Un an après la fin de la période de déclaration des cas, les 36 sujets qui avaient rapporté avoir soumis une réclamation ont fait l'objet d'un suivi à la CSST. Vingt-huit d'entre eux ont été retracés à la CSST. Leur âge moyen était de 44 ans et 68 % étaient des hommes. Les principales substances responsables possibles de l'asthme professionnel étaient les isocyanates (30 %), suivis de la farine, des résines époxy et des solvants (chacun 11 %). Les sujets avaient été exposés dans les commerces de détail des véhicules automobiles, pièces et accessoires (19 %), dans les industries du matériel de transport (15 %) et dans la restauration et les services personnels et domestiques (15 %). La durée de l'exposition à l'agent professionnel causal soupçonné variait de quelques heures à 36 ans, avec une moyenne de neuf ans. Selon les notes contenues au dossier, seulement deux personnes rapportaient le port d'équipement de protection respiratoire lors de leur exposition et sept autres sujets mentionnaient l'avoir parfois porté.

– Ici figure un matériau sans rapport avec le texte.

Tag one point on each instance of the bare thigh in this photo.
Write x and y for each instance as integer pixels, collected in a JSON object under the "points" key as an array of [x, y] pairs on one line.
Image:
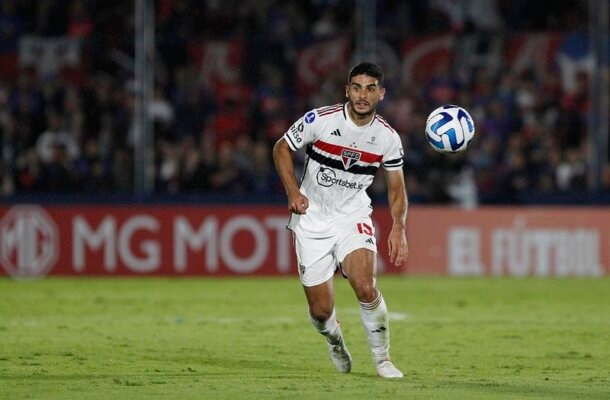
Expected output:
{"points": [[321, 300]]}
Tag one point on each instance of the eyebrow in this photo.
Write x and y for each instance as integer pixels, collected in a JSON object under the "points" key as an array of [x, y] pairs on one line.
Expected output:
{"points": [[368, 86]]}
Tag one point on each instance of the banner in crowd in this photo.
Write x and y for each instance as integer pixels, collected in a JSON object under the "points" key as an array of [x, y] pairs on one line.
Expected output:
{"points": [[243, 240]]}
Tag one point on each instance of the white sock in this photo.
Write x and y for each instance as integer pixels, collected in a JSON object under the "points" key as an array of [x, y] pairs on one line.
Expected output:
{"points": [[375, 322], [329, 328]]}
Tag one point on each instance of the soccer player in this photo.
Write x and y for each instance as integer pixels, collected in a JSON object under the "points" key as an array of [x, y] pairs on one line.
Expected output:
{"points": [[331, 211]]}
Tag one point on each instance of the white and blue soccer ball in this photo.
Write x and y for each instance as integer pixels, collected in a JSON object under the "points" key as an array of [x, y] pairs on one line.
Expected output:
{"points": [[449, 129]]}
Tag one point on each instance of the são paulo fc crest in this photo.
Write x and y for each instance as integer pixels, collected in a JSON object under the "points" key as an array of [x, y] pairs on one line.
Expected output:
{"points": [[349, 157]]}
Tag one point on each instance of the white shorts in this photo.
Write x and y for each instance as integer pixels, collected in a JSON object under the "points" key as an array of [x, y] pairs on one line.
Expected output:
{"points": [[319, 257]]}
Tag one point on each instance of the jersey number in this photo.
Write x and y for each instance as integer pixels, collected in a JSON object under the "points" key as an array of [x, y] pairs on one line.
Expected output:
{"points": [[365, 228]]}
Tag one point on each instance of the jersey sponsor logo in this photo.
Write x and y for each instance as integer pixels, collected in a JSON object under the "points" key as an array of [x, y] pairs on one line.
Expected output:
{"points": [[310, 117], [350, 157], [327, 177]]}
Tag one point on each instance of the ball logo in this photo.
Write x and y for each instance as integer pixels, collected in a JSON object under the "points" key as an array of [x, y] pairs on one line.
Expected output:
{"points": [[29, 242]]}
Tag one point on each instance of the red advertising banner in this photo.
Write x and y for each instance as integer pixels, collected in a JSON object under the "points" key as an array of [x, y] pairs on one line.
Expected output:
{"points": [[244, 240]]}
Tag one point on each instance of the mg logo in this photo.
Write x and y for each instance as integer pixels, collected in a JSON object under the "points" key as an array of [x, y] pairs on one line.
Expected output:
{"points": [[29, 241]]}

Vingt-cinq pour cent des sujets ayant soumis une réclamation ont été reconnus atteints d'asthme professionnel par le Comité spécial des maladies professionnelles pulmonaires : trois cas avec un diagnostic d'asthme professionnel avec latence et quatre cas avec un diagnostic de syndrome d'irritation bronchique. Deux des cas d'asthme professionnel avec latence avaient été exposés aux isocyanates et le troisième à la poussière de blé et au lactosérum, tandis que les agents agresseurs responsables de l'asthme professionnel sans latence étaient l'ammoniac, le chlore et des solvants. Les cas reconnus avec une maladie professionnelle pulmonaire avaient été exposés principalement dans les industries du matériel de transport (n = 3) et dans les industries des aliments (n = 2).
Les médecins avaient jugé que la maladie était très probablement ou probablement reliée au travail chez tous les cas acceptés et chez 86 % des cas refusés. La même proportion (86 %) des cas acceptés et des cas refusés avaient été référés à la CSST par leur médecin.
En conclusion, la présente étude montre une faible participation des médecins sentinelles. L'approche proposée ne permet donc pas une surveillance adéquate des cas d'asthme professionnel. Étant donné le petit nombre de cas déclarés, il est difficile de tirer des conclusions de la description de leurs caractéristiques. On note toutefois que les principales raisons pour ne pas soumettre de réclamation à la CSST sont liées à l'investigation clinique (non concluante ou en cours) et que les sujets rapportent des impacts sur la situation professionnelle (perte d'emploi) et financière (diminution de salaire). Finalement, une faible proportion des sujets qui soumettent une réclamation à la CSST sont reconnus atteints d'une maladie professionnelle pulmonaire et 18 % ont un asthme personnel aggravé ou non par le travail.